I am trying to understand an example snippet that makes use of the PyTorch transposed convolution function, with documentation here, where in the docs the author writes:
"The padding argument effectively adds dilation * (kernel_size - 1) - padding amount of zero padding to both sizes of the input."
Consider the snippet below where a sample image of shape [1, 1, 4, 4]
containing all ones is input to a ConvTranspose2D
operation with arguments stride=2
and padding=1
with a weight matrix of shape (1, 1, 4, 4)
that has entries from a range between 1
and 16
(in this case dilation=1
and added_padding = 1*(4-1)-1 = 2
)
sample_im = torch.ones(1, 1, 4, 4).cuda()
sample_deconv = nn.ConvTranspose2d(1, 1, 4, 2, 1, bias=False).cuda()
sample_deconv.weight = torch.nn.Parameter(
torch.tensor([[[[ 1., 2., 3., 4.],
[ 5., 6., 7., 8.],
[ 9., 10., 11., 12.],
[13., 14., 15., 16.]]]]).cuda())
Which yields:
>>> sample_deconv(sample_im)
tensor([[[[ 6., 12., 14., 12., 14., 12., 14., 7.],
[12., 24., 28., 24., 28., 24., 28., 14.],
[20., 40., 44., 40., 44., 40., 44., 22.],
[12., 24., 28., 24., 28., 24., 28., 14.],
[20., 40., 44., 40., 44., 40., 44., 22.],
[12., 24., 28., 24., 28., 24., 28., 14.],
[20., 40., 44., 40., 44., 40., 44., 22.],
[10., 20., 22., 20., 22., 20., 22., 11.]]]], device='cuda:0',
grad_fn=<CudnnConvolutionTransposeBackward>)

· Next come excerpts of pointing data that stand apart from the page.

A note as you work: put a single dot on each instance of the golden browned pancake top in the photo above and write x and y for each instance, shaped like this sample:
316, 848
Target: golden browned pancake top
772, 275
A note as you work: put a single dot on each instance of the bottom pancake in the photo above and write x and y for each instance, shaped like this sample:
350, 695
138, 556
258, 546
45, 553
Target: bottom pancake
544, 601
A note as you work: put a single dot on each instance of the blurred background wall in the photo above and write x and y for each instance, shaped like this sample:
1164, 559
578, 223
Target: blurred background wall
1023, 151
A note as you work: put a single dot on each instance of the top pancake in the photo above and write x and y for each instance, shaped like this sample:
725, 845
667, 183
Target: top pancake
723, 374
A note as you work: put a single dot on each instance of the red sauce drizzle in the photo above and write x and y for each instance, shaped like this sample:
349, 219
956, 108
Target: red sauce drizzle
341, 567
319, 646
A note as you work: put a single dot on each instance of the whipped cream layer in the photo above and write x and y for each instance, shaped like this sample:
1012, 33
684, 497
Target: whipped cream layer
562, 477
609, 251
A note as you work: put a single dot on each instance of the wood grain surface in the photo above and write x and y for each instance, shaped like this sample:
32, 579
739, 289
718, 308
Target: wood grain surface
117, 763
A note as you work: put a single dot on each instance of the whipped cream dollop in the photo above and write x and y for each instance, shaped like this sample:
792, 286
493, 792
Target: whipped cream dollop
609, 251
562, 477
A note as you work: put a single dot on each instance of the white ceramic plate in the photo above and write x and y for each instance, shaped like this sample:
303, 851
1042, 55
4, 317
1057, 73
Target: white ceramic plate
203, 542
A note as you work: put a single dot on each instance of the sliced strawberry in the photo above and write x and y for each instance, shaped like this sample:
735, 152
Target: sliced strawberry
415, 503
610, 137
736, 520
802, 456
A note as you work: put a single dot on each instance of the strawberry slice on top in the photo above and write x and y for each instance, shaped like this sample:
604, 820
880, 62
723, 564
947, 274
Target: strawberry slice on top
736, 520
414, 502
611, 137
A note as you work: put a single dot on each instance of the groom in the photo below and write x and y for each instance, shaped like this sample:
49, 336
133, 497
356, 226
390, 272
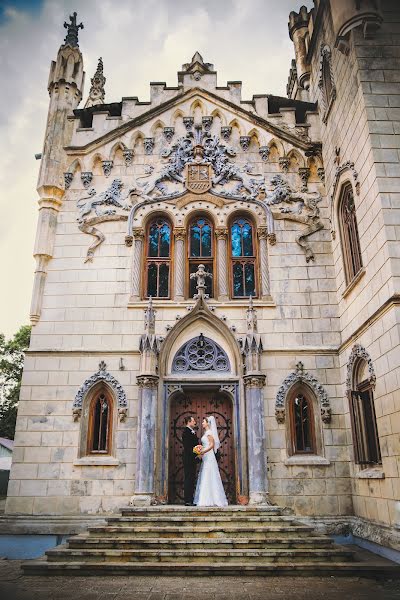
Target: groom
190, 440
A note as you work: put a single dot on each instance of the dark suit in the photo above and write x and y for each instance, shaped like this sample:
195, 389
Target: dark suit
190, 440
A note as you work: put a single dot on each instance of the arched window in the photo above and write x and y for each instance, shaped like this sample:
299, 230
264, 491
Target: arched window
302, 431
99, 424
158, 259
242, 258
201, 251
363, 419
349, 234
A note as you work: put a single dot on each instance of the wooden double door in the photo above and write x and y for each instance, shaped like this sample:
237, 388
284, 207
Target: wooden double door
200, 404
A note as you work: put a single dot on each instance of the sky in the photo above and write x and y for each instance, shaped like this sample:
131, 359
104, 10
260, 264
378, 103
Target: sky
140, 41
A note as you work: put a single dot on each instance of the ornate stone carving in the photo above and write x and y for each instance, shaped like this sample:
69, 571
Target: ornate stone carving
304, 174
200, 354
147, 381
284, 163
359, 352
101, 375
86, 178
226, 132
71, 39
307, 202
112, 197
148, 144
300, 375
245, 142
188, 123
68, 177
97, 94
264, 152
200, 275
128, 155
207, 123
169, 133
107, 167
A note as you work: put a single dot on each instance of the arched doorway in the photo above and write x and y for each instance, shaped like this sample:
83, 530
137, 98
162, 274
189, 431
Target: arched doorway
200, 403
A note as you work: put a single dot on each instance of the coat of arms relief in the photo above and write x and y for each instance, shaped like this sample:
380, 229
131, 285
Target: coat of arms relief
201, 163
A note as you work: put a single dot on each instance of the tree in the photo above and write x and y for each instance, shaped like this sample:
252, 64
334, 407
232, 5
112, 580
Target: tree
12, 354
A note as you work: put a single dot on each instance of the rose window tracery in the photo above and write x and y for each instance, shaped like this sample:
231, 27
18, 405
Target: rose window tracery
200, 354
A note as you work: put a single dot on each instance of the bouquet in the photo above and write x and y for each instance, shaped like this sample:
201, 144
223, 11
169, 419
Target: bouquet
197, 450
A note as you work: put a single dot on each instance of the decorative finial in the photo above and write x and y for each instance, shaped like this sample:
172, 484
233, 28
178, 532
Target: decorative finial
71, 39
150, 317
251, 317
200, 276
97, 94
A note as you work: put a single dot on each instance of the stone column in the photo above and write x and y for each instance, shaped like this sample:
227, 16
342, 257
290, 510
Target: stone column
138, 236
257, 459
222, 235
180, 234
263, 236
144, 483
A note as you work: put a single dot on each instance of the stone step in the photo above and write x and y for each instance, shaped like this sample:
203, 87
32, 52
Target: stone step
303, 569
244, 556
84, 541
212, 531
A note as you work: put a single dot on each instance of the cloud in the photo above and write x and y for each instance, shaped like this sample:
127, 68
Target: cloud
140, 41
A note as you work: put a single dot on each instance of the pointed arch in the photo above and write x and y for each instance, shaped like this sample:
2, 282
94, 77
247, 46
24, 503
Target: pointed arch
192, 322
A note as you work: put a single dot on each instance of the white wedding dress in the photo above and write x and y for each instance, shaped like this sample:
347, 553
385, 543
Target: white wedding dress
209, 488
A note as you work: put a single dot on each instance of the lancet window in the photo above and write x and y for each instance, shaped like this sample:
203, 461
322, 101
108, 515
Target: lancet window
100, 424
302, 423
158, 259
349, 234
201, 251
243, 259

Now I have seen simple examples of transposed convolution without stride and padding. For instance, if the input is a 2x2
image [[2, 4], [0, 1]]
, and the convolutional filter with one output channel is [[3, 1], [1, 5]]
, then the resulting tensor of shape (1, 1, 3, 3)

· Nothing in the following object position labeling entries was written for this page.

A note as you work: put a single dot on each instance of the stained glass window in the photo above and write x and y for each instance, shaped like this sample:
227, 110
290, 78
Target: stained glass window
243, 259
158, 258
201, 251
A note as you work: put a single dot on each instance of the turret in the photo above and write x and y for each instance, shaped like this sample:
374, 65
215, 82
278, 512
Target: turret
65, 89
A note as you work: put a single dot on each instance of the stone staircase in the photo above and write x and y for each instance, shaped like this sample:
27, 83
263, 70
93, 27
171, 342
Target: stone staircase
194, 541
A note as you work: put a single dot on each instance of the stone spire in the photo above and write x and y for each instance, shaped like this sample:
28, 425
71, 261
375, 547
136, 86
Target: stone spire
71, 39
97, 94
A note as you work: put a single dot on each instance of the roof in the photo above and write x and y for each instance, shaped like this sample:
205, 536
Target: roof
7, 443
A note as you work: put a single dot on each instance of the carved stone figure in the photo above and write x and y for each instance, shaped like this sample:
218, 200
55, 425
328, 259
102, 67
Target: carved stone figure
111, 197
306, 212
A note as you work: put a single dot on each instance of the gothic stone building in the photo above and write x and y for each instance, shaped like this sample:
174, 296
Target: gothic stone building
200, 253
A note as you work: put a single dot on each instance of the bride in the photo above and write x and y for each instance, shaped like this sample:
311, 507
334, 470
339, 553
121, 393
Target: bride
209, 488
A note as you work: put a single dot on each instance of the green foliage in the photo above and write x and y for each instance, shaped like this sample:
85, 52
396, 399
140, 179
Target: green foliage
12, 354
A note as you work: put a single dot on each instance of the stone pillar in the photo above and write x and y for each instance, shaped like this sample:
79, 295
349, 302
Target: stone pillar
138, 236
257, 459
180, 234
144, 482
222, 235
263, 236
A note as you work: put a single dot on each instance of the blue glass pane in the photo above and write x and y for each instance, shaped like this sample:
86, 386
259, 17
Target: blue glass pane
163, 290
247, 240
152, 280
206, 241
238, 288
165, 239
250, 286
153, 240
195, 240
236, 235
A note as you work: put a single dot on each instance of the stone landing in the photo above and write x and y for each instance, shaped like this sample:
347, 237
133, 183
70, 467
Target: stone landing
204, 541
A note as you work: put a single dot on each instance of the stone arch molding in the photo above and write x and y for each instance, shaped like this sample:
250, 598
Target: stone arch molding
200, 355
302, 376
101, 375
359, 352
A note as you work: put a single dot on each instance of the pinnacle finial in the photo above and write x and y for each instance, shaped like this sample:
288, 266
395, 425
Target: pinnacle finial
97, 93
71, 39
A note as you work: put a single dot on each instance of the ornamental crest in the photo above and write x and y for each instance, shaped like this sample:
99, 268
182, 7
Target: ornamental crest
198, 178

can be seen as the sum of the four colored matrices in the image below:
The problem is I can't seem to find examples that use strides and/or padding in the same visualization. As per my snippet, I am having a very difficult time understanding how the padding is applied to the sample image, or how the stride works to get this output. Any insights appreciated, even just understanding how the 6
in the (0,0)
entry or the 12
in the (0,1)
entry of the resulting matrix are computed would be very helpful.